Friday, May 27, 2011

Soliloquy Analysis

Lady Macbeth's Soliloquy
Act 1 Scene 5: 
The Raven Himself Is Hoarse
The raven himself is hoarse
That croaks the fatal entrance of Duncan
Under my battlements. Come, you spirits
That tend on mortal thoughts, unsex me here,
And fill me from the crown to the toe top-full
Of direst cruelty! make thick my blood;
Stop up the access and passage to remorse,
That no compunctious visitings of nature
Shake my fell purpose, nor keep peace between
The effect and it! Come to my woman's breasts,
And take my milk for gall, you murdering ministers,
Wherever in your sightless substances
You wait on nature's mischief!
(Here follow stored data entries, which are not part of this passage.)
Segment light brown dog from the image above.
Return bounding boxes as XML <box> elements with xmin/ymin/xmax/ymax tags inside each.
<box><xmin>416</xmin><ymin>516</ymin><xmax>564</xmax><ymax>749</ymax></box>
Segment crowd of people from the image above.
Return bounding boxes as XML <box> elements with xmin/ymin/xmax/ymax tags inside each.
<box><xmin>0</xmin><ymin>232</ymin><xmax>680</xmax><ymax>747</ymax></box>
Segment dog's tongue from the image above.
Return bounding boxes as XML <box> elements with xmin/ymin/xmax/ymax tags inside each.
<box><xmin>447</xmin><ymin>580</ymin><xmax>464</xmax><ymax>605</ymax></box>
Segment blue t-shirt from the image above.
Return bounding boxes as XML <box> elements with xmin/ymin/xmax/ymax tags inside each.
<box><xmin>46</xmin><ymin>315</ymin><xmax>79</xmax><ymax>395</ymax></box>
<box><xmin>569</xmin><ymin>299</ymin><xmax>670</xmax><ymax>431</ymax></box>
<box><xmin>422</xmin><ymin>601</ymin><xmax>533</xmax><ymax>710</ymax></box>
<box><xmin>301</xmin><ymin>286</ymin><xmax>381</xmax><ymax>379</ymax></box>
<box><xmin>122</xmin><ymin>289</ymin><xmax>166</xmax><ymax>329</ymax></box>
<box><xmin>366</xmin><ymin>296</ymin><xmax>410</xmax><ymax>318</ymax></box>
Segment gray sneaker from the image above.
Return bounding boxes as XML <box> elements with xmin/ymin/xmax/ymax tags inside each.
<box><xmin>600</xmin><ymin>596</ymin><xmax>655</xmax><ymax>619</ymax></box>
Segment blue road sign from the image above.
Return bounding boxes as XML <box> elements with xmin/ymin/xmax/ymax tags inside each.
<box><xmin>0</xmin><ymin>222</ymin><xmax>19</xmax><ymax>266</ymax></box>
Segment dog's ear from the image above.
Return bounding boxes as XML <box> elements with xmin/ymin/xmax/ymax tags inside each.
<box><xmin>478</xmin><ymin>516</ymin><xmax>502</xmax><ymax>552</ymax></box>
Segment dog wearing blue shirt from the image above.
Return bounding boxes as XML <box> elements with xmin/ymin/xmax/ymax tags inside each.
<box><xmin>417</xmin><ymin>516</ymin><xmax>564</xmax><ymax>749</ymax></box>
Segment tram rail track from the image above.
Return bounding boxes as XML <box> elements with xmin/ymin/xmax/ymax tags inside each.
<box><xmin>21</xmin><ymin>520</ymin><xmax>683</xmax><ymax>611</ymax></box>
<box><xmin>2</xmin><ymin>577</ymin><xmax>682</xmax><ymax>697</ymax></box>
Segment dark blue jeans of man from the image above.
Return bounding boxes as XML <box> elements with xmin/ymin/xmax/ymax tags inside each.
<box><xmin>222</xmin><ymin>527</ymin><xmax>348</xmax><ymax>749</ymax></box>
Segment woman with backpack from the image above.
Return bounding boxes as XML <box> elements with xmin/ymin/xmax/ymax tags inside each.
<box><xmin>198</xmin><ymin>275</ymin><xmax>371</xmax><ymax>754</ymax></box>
Come, thick night,
And pall thee in the dunnest smoke of hell,
That my keen knife see not the wound it makes,
Nor heaven peep through the blanket of the dark,
To cry 'Hold, hold!'


               By Lady Macbeth saying these words, it could mean she is trying to challenge manhood to try and make Macbeth prove to her that he is a man and will make him want to commit the murder.  She sees her feminine sex as an obstacle to being courageous and evil enough to do what must be done.  This could also mean she is calling upon evil spirits or dark powers, asking for strength and to remove her soft feminine qualities so she can act in a brutal way with Macbeth for the throne.